La Dama de las Camelias

No, sino en Point-du-Jour, donde hemos comido el duque y yo. Mientras él contemplaba el panorama, he preguntado a la señora Arnould, pues se llama señora Arnould, ¿no?, le he preguntado si tenía un apartamento adecuado. Precisamente tenía uno, con salón, antesala y dormitorio. Creo que es todo lo que hace falta. Sesenta francos al mes. Todo amueblado de tal manera que podría distraer a un hipocondríaco. Lo he reservado. ¿He hecho bien?

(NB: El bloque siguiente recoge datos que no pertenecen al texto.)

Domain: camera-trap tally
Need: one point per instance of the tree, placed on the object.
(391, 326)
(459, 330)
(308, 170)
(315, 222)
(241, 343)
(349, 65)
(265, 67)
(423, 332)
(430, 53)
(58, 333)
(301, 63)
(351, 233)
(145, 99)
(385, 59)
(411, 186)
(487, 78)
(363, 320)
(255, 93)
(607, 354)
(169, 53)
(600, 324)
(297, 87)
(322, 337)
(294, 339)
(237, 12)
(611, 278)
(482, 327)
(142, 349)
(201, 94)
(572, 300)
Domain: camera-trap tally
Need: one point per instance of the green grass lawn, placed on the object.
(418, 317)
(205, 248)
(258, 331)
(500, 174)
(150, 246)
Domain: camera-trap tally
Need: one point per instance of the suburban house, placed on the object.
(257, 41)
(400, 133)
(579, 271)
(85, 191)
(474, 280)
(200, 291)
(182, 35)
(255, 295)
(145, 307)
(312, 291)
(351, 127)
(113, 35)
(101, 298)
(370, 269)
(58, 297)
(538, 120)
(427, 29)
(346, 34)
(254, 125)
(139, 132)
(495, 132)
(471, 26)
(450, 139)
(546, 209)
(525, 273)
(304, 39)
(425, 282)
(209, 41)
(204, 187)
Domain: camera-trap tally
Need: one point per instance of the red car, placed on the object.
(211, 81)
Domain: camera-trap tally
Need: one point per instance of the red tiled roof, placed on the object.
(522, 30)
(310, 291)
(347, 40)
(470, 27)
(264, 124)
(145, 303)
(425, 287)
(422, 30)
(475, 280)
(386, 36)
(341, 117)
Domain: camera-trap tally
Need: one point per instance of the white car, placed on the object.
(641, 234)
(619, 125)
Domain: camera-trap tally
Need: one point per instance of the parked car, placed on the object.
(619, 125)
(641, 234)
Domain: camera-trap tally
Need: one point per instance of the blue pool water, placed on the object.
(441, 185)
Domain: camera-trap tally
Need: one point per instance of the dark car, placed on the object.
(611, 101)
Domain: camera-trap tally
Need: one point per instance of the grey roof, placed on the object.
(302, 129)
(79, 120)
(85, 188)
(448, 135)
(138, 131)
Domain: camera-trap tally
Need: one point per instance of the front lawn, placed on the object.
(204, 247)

Salté al cuello de Marguerite.

—Será encantador —continuó—; usted tendrá una llave de la puerta pequeña, y he prometido al duque una llave de la verja, que no cogerá, porque no irá más que de día, cuando vaya. Entre nosotros, creo que está encantado de este capricho que me aleja de París durante cierto tiempo y hará callar un poco a su familia. Sin embargo me ha preguntado cómo, gustándome tanto París, había podido decidirme a enterrarme en el campo; le he respondido que no me encontraba bien y que era para descansar. No ha parecido creerme del todo. Ese pobre viejo está siempre acorralado. Así que mi querido Armand, tomaremos muchas precauciones, pues harto es que me vigilen allá, y no es lo principal que me alquile una casa; aún tiene que pagar mis deudas, y desgraciadamente tengo una; cuantas. ¿Le agrada todo esto?